Main reason for not being their friends is the drama issue, which I agree with others is near inevitable.

If it was just something from their past, I wouldn’t hold that against them. My guess is if they were the kind of person I’d like to be friends with, and that was in their past, it’s something they’d consider TMI for general conversation.

My friend also lost his mother to cancer when he was 14.

Too true. I had to get out of that scene, though I still talk to the guy a couple times a year.

Just friends? Sure. Sexual partner? No way - I’m a monogamist, I just don’t think our views on relationships would be compatible. My age: mid-40’s.

Also, I strongly doubt the claims of anyone saying they’ve had hundreds of sex partners. I know it’s possible, but it still sounds like bragging to me.

I don’t know, but I really don’t think I could, at least not if they were still engaging in that kind of stuff. It just speaks to a fundamental difference in basic values big enough that I don’t know we could bridge it well enough to be friends. Friendly acquaintances, sure, but probably not real friends.

Besides, ime the people who sleep around most are most likely to want to tell you all about all the gory details of their current sex lives.
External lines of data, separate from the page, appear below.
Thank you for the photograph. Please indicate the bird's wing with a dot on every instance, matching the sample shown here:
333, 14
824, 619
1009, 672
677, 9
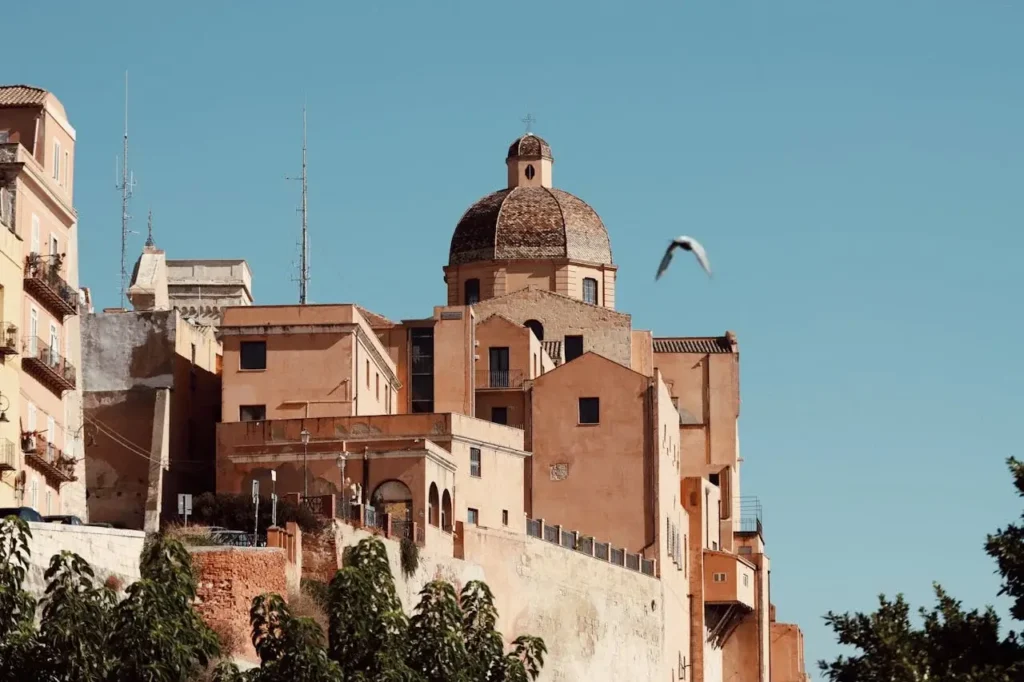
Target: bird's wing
701, 255
666, 259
On a scale of 1-10, my interest in other people’s sex lives is about -40.

Forgot to add that I’m female, 33.

I’ve had both straight & gay male as well as female friends who were VERY promiscuous back in our nightclub going days, as well as some friends in local bands who could pick up a different girl every night if they really liked.

It seemed the females averaged about one new lover (or plaything) every two weeks counting both short relationships, and one night stands - my guess is to reach 200+, it would take about 8 years for the average - and for the men, about one successful pickup per week who would go to bed with them - which would take about 4 years.

200 hundred is not outside of the range of possible, but it requires an extremely active social life, such as being on the nightclub/party scene every other night just to find enough prospects who would say YES.

That being said, I would not look down on someone who had a promiscuous past, but I doubt I would currently have enough in common with someone with a promiscuous present.

Then there is the issues that Diogenes the Cynic mentioned. Every girl & gay man I had know in that lifestyle had been abused sexually too, and had massive emotional issues, and strangely enough, three of the 5 guys in that lifestyle, I know 100% had lost their mother before they turned 16.

Some people just love to get laid. When you are in your 20s and 30s ,it can be a driving force in your life. Most slow down when they get older. It is very little info to judge anyone.